For the next instalment of our YS,X interview series we spoke to Josh Gregory, founder of the newly launched green investments platform, Sugi. Aimed at retail investors, Sugi is the first platform in the UK allowing users to check the carbon impact of their investments and compare with industry benchmarks to help them build a greener portfolio that is in line with their values.

Over the course of our conversation, we delved into the environmental impact of traditional investment portfolios, the drawbacks of ESG ratings and the dangers of greenwashing within the green investments sector.

What motivated you to launch Sugi? 

Before Sugi, I worked in conservation finance, working with global green finance organisations and advising them on how to get the private sector to invest in sustainable development. 

I noticed that the focus was on institutional investors and development banks. No one was thinking about everyday investors so we needed a change of behaviour across the board to make a real difference. 

I believe that everyday investors hold tremendous power and can be a catalyst for positive change. If investors know what’s really going on behind the scenes with their investments, then they can send a message to big corporations to do better. That’s why I started Sugi. 

How have investments historically impacted the environment?

Historically, investment portfolios have focused purely on financial gains. Often, this has been at the expense of the environment, for example, financing fossil fuels and mining.

The good news is that, increasingly, both institutional and retail investors want to see their investments having a positive social and environmental effect, in addition to financial gains. This can be hard to ascertain as many investors don’t actually know where their money is going. That’s where Sugi comes in. 

How does Sugi’s technology aim to make green investments more straightforward for retail investors? 

Our app gives users reliable and objective data about the impact of their investments. 

We show users the carbon impact of their individual investments and their overall portfolios in clear and simple terms – annual tonnes / kilograms of emissions and how this equates to a number of trees lost. We also provide industry benchmarks and data for similar investments, so users can see how their investments compare.

Providing context is key.

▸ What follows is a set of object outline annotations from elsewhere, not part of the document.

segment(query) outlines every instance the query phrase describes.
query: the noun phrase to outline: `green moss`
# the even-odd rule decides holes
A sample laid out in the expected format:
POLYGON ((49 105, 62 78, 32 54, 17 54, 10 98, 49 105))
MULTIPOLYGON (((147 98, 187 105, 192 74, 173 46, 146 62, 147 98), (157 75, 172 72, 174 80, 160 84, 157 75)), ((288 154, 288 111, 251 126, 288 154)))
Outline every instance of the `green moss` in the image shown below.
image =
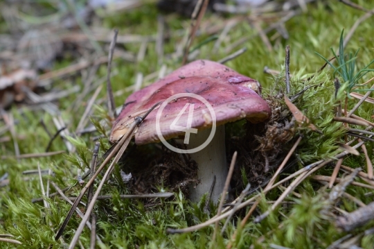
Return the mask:
MULTIPOLYGON (((357 2, 366 8, 371 8, 364 1, 357 2)), ((105 17, 103 19, 103 25, 108 28, 118 28, 120 35, 155 35, 157 33, 156 20, 159 14, 154 3, 147 3, 142 8, 135 8, 132 11, 105 17)), ((344 102, 345 97, 344 92, 340 91, 337 98, 335 98, 332 71, 326 69, 312 80, 306 82, 304 80, 311 74, 316 72, 324 62, 314 52, 317 51, 327 58, 330 58, 332 54, 330 48, 332 47, 334 51, 337 51, 341 31, 343 28, 348 31, 362 15, 362 12, 343 4, 319 1, 316 4, 309 5, 307 12, 293 17, 285 24, 285 28, 290 35, 290 39, 285 40, 282 37, 278 37, 271 40, 272 51, 267 50, 261 39, 255 35, 256 30, 247 22, 240 22, 233 28, 217 51, 213 50, 215 41, 204 42, 212 37, 212 34, 204 32, 196 37, 191 48, 199 50, 197 58, 219 60, 226 57, 228 53, 246 47, 246 53, 226 65, 243 74, 258 79, 263 85, 264 95, 269 96, 284 89, 284 48, 286 44, 290 45, 291 73, 294 75, 290 95, 296 94, 305 87, 310 87, 294 101, 294 104, 322 132, 322 134, 312 132, 307 126, 301 126, 298 128, 297 132, 303 135, 303 138, 296 154, 298 155, 299 165, 302 167, 316 160, 332 157, 338 149, 337 142, 344 140, 345 130, 341 124, 331 121, 334 116, 334 108, 339 105, 339 101, 344 102), (251 38, 237 48, 227 51, 227 48, 231 44, 244 37, 251 38), (269 76, 262 71, 265 66, 283 73, 278 77, 269 76)), ((148 75, 159 70, 163 63, 166 64, 170 70, 180 66, 178 62, 181 61, 181 58, 173 58, 168 54, 175 51, 177 44, 181 42, 183 35, 190 25, 189 20, 176 15, 166 16, 165 19, 170 33, 177 35, 171 35, 170 39, 166 41, 166 56, 162 63, 159 62, 153 42, 148 43, 145 59, 141 62, 130 63, 121 58, 115 60, 113 71, 117 71, 118 74, 112 77, 114 91, 134 84, 138 72, 141 72, 144 76, 148 75)), ((204 22, 209 22, 215 25, 222 24, 223 27, 227 19, 208 13, 205 17, 204 22)), ((367 31, 371 29, 371 22, 372 19, 358 26, 346 49, 348 52, 360 49, 359 57, 357 60, 357 69, 363 68, 373 60, 373 38, 370 32, 367 31)), ((265 24, 262 25, 265 27, 265 24)), ((3 30, 3 24, 0 24, 1 30, 3 30)), ((127 44, 123 45, 123 48, 136 55, 140 46, 139 43, 127 44)), ((70 58, 63 60, 55 65, 55 69, 62 68, 71 62, 70 58)), ((105 65, 100 67, 98 70, 98 78, 105 76, 106 71, 105 65)), ((372 74, 368 74, 360 83, 372 76, 372 74)), ((80 85, 81 89, 84 87, 84 83, 80 76, 77 76, 74 83, 69 79, 57 80, 51 87, 67 89, 74 84, 80 85)), ((71 94, 60 100, 58 103, 62 117, 66 121, 70 131, 76 128, 84 110, 85 103, 91 96, 89 94, 85 96, 83 105, 72 112, 71 103, 79 94, 71 94)), ((130 94, 130 92, 126 92, 117 97, 117 106, 122 105, 130 94)), ((103 90, 98 98, 103 98, 105 96, 105 91, 103 90)), ((356 103, 356 101, 350 99, 348 109, 350 110, 356 103)), ((53 134, 55 129, 51 115, 42 110, 33 111, 27 107, 19 109, 19 107, 14 106, 9 112, 14 115, 17 121, 15 128, 17 135, 22 137, 17 140, 21 153, 44 151, 49 141, 49 137, 41 128, 39 121, 42 119, 53 134)), ((363 118, 370 119, 374 114, 373 105, 364 103, 355 113, 363 118)), ((99 132, 95 135, 105 135, 109 131, 107 127, 98 123, 98 120, 102 119, 107 119, 105 105, 94 108, 91 121, 99 130, 99 132)), ((240 123, 232 124, 227 128, 228 133, 240 134, 237 130, 240 128, 242 125, 240 123)), ((7 132, 6 135, 10 136, 10 133, 7 132)), ((53 237, 70 205, 55 197, 46 198, 50 205, 48 209, 46 209, 42 202, 32 203, 33 198, 42 196, 39 180, 36 175, 22 175, 21 173, 25 170, 37 169, 38 164, 42 169, 51 168, 54 175, 49 178, 61 188, 74 185, 66 194, 67 196, 76 196, 81 189, 80 186, 76 184, 77 169, 88 168, 94 146, 90 136, 84 135, 80 138, 69 138, 76 146, 76 153, 22 160, 19 162, 15 159, 1 160, 0 175, 8 173, 10 182, 8 185, 0 189, 0 218, 2 221, 0 223, 0 234, 14 235, 15 239, 23 243, 18 246, 19 248, 48 248, 49 245, 57 248, 65 246, 61 240, 55 241, 53 237), (26 177, 29 179, 25 180, 26 177)), ((109 144, 105 138, 99 141, 101 156, 103 151, 109 148, 109 144)), ((366 144, 371 157, 373 146, 373 143, 366 144)), ((51 148, 52 151, 66 149, 60 138, 54 141, 51 148)), ((1 144, 0 149, 1 155, 14 155, 12 141, 1 144)), ((344 159, 344 164, 357 168, 364 167, 366 162, 364 156, 350 155, 344 159)), ((328 165, 317 173, 330 175, 333 166, 333 164, 328 165)), ((246 169, 243 168, 242 171, 244 172, 242 175, 247 175, 246 169)), ((255 224, 250 219, 244 227, 240 228, 238 224, 244 215, 244 212, 242 210, 233 217, 224 235, 218 234, 216 242, 213 242, 211 240, 214 225, 184 234, 168 234, 166 232, 168 227, 185 227, 211 218, 217 212, 217 205, 211 204, 211 213, 204 213, 202 210, 206 196, 197 204, 189 203, 181 193, 176 193, 174 199, 155 200, 150 204, 137 200, 121 199, 119 195, 128 194, 129 191, 121 180, 119 169, 115 171, 114 175, 110 183, 105 184, 102 191, 103 194, 111 194, 113 198, 98 201, 94 209, 98 218, 97 232, 105 244, 101 246, 101 248, 223 248, 229 243, 232 243, 233 248, 249 248, 252 244, 254 245, 254 248, 268 248, 270 243, 293 248, 323 248, 346 235, 336 229, 330 217, 321 214, 320 211, 324 208, 324 196, 319 192, 321 185, 310 180, 305 180, 295 189, 296 192, 301 194, 301 198, 292 196, 287 199, 287 201, 295 202, 295 204, 282 205, 260 224, 255 224), (236 237, 231 241, 231 238, 235 232, 236 237), (259 238, 262 237, 265 240, 260 241, 259 238)), ((339 175, 340 176, 341 175, 339 175)), ((102 176, 99 175, 99 178, 100 178, 102 176)), ((48 178, 46 176, 43 177, 44 187, 46 187, 48 178)), ((245 185, 245 181, 248 180, 243 178, 242 180, 245 185)), ((167 187, 164 186, 165 189, 167 187)), ((373 191, 371 190, 357 186, 350 186, 347 189, 347 193, 366 204, 372 200, 371 192, 373 191)), ((267 201, 276 200, 280 193, 280 190, 274 189, 267 194, 266 198, 262 198, 253 216, 267 210, 270 205, 267 201)), ((82 200, 86 202, 87 199, 84 198, 82 200)), ((353 202, 344 198, 340 203, 339 207, 347 212, 353 211, 358 207, 353 202)), ((79 207, 83 209, 82 205, 79 207)), ((247 211, 249 208, 247 208, 247 211)), ((80 221, 80 218, 73 216, 63 236, 65 243, 69 243, 71 241, 80 221)), ((353 234, 359 234, 372 225, 373 223, 369 223, 355 230, 353 234)), ((222 227, 222 224, 220 225, 222 227)), ((84 228, 80 240, 86 248, 88 248, 89 243, 89 231, 84 228)), ((363 236, 360 241, 360 246, 364 248, 371 248, 374 246, 374 237, 372 235, 363 236)), ((0 248, 12 246, 10 244, 0 243, 0 248)))

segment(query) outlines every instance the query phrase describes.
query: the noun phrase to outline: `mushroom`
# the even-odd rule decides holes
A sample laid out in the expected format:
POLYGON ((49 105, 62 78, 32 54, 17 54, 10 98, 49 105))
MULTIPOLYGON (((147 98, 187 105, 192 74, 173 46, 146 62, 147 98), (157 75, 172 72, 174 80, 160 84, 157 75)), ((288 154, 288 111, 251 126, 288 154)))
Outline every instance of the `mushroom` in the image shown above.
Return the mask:
POLYGON ((197 201, 209 191, 215 176, 212 199, 217 201, 227 175, 224 123, 244 118, 260 122, 271 114, 266 101, 252 89, 258 86, 258 81, 221 64, 191 62, 130 95, 114 123, 110 140, 118 141, 136 117, 161 102, 138 128, 135 143, 161 141, 167 145, 167 139, 184 137, 186 150, 173 150, 192 153, 191 158, 197 163, 200 183, 190 187, 191 200, 197 201))

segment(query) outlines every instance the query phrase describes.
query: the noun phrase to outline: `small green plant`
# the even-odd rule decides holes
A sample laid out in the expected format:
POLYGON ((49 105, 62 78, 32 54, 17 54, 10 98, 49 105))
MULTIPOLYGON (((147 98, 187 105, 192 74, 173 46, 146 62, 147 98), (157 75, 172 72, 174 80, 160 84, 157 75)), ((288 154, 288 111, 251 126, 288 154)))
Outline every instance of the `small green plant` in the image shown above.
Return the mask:
POLYGON ((349 94, 352 92, 366 92, 373 91, 373 89, 354 89, 357 86, 359 80, 362 78, 369 71, 374 71, 374 69, 368 69, 368 67, 374 63, 374 60, 371 61, 365 67, 359 70, 355 74, 356 71, 356 60, 357 59, 357 53, 359 49, 355 53, 355 55, 350 52, 348 54, 344 53, 344 41, 343 39, 343 33, 344 30, 341 31, 340 35, 340 40, 339 43, 339 55, 337 55, 332 48, 331 51, 334 57, 337 59, 338 67, 335 67, 330 62, 330 61, 317 52, 315 52, 322 59, 323 59, 330 67, 334 69, 334 78, 335 78, 336 74, 338 74, 344 80, 345 83, 347 83, 347 87, 346 88, 347 92, 347 96, 351 98, 349 94))

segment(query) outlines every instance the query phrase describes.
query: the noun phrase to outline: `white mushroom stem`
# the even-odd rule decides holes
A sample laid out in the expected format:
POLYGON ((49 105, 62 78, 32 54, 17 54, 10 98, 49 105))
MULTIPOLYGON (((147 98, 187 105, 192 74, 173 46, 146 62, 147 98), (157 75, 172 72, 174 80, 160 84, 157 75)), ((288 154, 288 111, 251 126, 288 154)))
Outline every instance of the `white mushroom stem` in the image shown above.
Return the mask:
MULTIPOLYGON (((188 149, 202 145, 206 141, 211 129, 198 130, 197 134, 190 134, 188 149)), ((190 187, 190 198, 197 202, 203 194, 209 192, 214 176, 215 184, 212 194, 212 200, 217 203, 224 187, 227 176, 226 164, 226 146, 224 144, 224 126, 217 127, 212 141, 202 151, 190 154, 198 165, 197 178, 200 183, 190 187)))

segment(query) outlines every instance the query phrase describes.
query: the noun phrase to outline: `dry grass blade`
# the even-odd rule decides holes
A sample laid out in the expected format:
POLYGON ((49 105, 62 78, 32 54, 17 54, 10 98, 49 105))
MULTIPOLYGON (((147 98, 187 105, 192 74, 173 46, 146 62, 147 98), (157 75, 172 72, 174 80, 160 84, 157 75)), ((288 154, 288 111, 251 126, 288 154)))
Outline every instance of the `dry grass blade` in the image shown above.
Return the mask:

This helps users understand their impact and make greener decisions when managing their portfolios. 

We’ve started with carbon impact data as this is the most familiar metric for most people, but we’re rolling out additional metrics very soon. In fact, we have a big announcement coming up about a new metric that will be another first for UK retail investors. It’s in the final stages of development and we’ll be releasing it to our beta users in March.

What are the drawbacks of traditional ESG ratings, and how does Sugi overcome these? 

ESG ratings (environmental, social and governance) are designed for institutional investors, which has implications on retail investors. The ratings are designed to be used in tandem with other data – typically sophisticated portfolio dashboards – that are used to help build portfolios. 

They’re also a financial risk metric. This means that they look at a company in the context of ESG factors and analyse how likely it is to perform as a result. This is important, but most retail investors want to invest for the good of the planet now and want information that helps them do that.

Both of these points aside, it’s worth adding that ESG ratings are designed using a complex and subjective methodology. As a result, ESG ratings are both confusing and lack transparency. It’s also impossible to compare ratings across industries. This makes retail investors quite rightly concerned about greenwashing. 

Sugi, on the other hand, provides data specifically for retail investors. Our metrics focus on what people care about – the environmental impact of an investment on the environment, whether that’s a single company or many companies together in a fund – and how that investment compares with others in the market.

How does Sugi help retail investors see through greenwashing in the investment sector? 

Researching new investments typically requires a decent level of detective work. A company report is usually the best source for determining what a company is doing to reduce their footprint, but, being produced internally, these need to be assessed with a critical eye. 

For the very few who actually go through and read these reports, a sophisticated level of environmental knowledge would need to be assumed. The reader would need to know what questions to ask and to be able to distinguish between intent and action. This is also assuming the potential investor has the time to go through this report, which often isn’t the case. 

Sugi gives users clear and objective data about an investment’s impact in terms of carbon emissions. Our data is sourced from S&P Trucost, world leaders in environmental data analytics. We also provide benchmarks and similar investments to compare with. This helps users filter through the greenwash as it means they can see how their investments hold up against their peers. Finally, Sugi is independent and we don’t advise on investments. Our mission is to inform investors and make it easier for them to reach their own conclusions.

In the long term, what will be the effect (on the investment sector and the planet) of more retail investors having a greater awareness of the carbon impact of their portfolios? 

In the UK, there are 3 million DIY investors. That’s not counting the 33 million who hold a pension. If everyday investors use their money to support truly green companies (and demand their asset managers do the same) we’d see a real shift in corporate behaviour. Reducing carbon emissions is not a nice to have – it’s absolutely critical to the survival of the planet. And we can all play our part.